Su Gu luchó desesperadamente mientras gritaba:
—¡Suéltenlo! ¡Suéltenlo! Si le hacen daño, mi maestro no los dejará ir.
—¡Suéltenme! ¡Suéltenme! —Yin Tao no podía liberarse, así que bajó la cabeza y mordió la mano del guardia.
—¡Ay! ¡Maldito niño, te atreves a morderme! —el guardia, furioso, lo arrojó al suelo y sacó un arma mágica similar a una regla, preparándose para golpearlo con toda su fuerza.
Las pupilas de Su Gu se contrajeron:
—¡Pequeño joven maestro, corre!
Los guardias de los otros discípulos se dieron cuenta de inmediato de que el poder de esa arma mágica estaba muy por encima de lo que un niño podía soportar. Exclamaron alarmados: si ese golpe alcanzaba a Yin Tao, quedaría inválido, si no muerto.

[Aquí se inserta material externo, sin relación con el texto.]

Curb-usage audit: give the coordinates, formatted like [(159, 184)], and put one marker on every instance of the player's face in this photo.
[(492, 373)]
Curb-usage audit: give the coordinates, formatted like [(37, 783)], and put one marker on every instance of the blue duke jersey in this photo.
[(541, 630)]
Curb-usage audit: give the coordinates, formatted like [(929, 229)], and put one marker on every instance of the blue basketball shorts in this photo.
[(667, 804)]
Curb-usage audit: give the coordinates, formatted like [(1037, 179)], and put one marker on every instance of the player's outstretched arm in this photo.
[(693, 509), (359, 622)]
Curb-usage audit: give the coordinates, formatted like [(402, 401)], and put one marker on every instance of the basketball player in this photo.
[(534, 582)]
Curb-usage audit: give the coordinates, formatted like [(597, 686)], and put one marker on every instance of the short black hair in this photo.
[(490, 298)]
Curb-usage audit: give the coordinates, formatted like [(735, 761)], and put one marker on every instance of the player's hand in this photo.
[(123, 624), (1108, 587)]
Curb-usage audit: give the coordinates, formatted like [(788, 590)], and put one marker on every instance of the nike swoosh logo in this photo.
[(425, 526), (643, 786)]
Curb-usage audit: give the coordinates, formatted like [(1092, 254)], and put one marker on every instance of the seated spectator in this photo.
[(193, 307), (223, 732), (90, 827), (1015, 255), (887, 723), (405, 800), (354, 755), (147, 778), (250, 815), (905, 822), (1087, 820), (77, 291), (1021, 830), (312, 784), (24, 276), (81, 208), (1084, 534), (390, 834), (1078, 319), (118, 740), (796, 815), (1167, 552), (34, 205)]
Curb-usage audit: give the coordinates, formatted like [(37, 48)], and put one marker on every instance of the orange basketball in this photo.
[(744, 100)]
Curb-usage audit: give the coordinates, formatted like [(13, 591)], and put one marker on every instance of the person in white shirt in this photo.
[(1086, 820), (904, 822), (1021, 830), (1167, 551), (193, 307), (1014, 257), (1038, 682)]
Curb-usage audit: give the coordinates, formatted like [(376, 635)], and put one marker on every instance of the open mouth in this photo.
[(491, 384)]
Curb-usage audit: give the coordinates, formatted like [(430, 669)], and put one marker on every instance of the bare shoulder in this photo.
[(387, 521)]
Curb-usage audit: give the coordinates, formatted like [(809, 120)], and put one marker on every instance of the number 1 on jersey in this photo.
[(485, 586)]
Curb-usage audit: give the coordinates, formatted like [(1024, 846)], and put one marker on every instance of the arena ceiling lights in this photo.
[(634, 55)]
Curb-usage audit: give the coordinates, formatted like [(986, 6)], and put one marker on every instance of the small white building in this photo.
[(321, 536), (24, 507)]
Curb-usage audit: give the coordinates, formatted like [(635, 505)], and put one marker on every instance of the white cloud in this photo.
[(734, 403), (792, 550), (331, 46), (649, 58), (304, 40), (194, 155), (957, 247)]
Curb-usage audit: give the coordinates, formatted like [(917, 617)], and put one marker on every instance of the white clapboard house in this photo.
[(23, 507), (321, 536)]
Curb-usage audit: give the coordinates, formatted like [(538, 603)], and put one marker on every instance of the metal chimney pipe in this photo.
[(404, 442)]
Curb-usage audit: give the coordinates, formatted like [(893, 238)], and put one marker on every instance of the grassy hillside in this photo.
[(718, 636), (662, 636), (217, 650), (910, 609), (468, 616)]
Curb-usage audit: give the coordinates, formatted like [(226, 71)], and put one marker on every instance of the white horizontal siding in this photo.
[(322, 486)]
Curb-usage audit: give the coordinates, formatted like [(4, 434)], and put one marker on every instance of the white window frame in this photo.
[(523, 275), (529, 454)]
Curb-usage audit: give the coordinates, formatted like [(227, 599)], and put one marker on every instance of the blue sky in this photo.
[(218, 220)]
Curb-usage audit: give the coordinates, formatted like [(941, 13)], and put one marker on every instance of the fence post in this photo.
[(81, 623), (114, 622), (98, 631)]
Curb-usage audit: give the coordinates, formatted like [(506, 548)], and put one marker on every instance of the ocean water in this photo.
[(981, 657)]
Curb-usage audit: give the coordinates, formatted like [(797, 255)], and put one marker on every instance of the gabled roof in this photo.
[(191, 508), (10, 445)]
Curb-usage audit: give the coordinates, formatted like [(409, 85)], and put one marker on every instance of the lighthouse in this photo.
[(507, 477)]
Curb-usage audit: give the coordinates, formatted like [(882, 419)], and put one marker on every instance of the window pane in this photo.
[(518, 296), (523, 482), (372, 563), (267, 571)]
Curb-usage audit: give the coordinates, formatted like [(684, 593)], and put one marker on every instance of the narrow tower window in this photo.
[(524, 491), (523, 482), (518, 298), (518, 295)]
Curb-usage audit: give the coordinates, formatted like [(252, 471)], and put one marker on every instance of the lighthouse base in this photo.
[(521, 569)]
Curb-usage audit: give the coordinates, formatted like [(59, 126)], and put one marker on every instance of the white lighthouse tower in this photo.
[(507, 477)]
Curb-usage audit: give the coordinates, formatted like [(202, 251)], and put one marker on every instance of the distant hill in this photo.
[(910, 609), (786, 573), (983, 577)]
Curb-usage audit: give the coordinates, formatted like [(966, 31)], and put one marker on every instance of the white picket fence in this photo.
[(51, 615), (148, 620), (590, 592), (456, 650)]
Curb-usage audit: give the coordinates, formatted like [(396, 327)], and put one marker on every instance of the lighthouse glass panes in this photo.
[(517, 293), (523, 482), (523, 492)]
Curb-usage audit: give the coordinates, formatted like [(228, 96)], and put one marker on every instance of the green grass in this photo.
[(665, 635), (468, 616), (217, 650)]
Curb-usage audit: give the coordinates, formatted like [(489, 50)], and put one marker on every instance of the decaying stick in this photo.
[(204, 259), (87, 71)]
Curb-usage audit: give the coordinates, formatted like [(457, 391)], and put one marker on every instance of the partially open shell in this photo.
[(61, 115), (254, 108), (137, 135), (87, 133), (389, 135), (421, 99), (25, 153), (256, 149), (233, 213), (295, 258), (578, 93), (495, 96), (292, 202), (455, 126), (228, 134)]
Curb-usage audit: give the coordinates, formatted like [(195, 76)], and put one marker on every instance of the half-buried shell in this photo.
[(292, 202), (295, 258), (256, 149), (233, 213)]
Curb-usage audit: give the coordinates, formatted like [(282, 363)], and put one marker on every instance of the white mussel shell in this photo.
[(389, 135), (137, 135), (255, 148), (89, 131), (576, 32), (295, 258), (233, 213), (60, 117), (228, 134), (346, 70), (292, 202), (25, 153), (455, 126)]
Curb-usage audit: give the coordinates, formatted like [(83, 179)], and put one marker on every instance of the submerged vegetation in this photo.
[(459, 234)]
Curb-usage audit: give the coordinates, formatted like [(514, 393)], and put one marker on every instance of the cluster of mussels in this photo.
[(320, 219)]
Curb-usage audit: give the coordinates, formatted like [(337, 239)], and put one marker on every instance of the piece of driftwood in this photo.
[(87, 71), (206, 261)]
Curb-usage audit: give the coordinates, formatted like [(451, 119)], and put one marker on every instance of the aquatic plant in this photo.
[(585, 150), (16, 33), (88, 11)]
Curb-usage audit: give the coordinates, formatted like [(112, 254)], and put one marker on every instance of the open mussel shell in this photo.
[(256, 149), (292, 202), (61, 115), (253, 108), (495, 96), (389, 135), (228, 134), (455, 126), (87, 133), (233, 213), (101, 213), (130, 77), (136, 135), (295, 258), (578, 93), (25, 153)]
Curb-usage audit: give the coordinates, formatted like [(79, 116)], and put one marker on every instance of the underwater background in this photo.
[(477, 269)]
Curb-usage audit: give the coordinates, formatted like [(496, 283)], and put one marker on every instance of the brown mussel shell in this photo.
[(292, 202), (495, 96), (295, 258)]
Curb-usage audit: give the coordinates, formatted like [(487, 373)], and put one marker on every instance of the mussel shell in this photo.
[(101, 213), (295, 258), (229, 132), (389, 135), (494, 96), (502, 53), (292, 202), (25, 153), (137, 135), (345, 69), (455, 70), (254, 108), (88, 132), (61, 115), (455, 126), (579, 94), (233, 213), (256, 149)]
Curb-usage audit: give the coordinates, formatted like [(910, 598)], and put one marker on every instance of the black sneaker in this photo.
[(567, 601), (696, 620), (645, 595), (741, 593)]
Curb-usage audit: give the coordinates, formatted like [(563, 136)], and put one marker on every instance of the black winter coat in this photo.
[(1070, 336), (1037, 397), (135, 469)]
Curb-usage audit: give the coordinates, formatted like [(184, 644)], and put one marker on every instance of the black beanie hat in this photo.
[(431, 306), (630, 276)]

Justo cuando el arma estaba a punto de impactar, una luz blanca brilló en un instante. El guardia fue lanzado por los aires como una pelota de cuju y, con un fuerte “¡bang!”, se estrelló contra el tronco de un árbol, escupiendo sangre.
El jefe de guardias, aterrado, gritó:
—¿Quién? ¿Quién se atreve a romper las reglas de la academia?
Entonces, un hombre vestido de blanco apareció frente a Yin Tao y se agachó para levantar al niño.
El jefe de guardias volvió a gritar:
—¿Quién demonios eres? ¿Cómo te atreves a irrumpir en la Academia Haishan? ¿Acaso estás cansado de vivir?